Just because a broker has passed the licensing exam doesn't mean he or she is the right one for you, however. The NASD publishes a free booklet, Invest Wisely (available by calling 301-590-6500), that offers tips on choosing a broker. Before talking with any professionals, the publication recommends preparing a financial profile that includes your financial goals; risk tolerance; time frame; past investment history; assets, debits and income; and the amount you intend to invest. Be prepared to talk to potential advisors at several firms and learn about their investment and professional experience.

Ruthann G. Niosi, a former assistant U.S. attorney and ex-Securities and Exchange Commission enforcement attorney who now heads her own law firm in New York City, suggests investors use all the materials at hand to check an advisor's credentials, including brochures on the broker's firm, information from the NASD and referrals from friends. But don't rely on the herd mentality. "Ask advisors to profile their type of trading and investment strategy before you tell them what you want," says Niosi. "Make sure your broker's strategy is consistent with the level of risk you're comfortable with."

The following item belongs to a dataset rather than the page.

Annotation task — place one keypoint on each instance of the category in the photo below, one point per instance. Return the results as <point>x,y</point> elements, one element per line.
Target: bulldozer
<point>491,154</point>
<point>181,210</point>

Track records are often used to persuade investors to sign up. While past performance is no indication of future returns, it can be nonetheless helpful. If you're conservative, make sure the record you're being shown is equally conservative. Niosi recommends meeting with a potential advisor in his or her office, not in your home. "This is especially important if you've never heard of the firm," Niosi says. "If it's a boiler room operation, you need to know that going in." If anything makes you feel uncomfortable, take your money and head for the hills.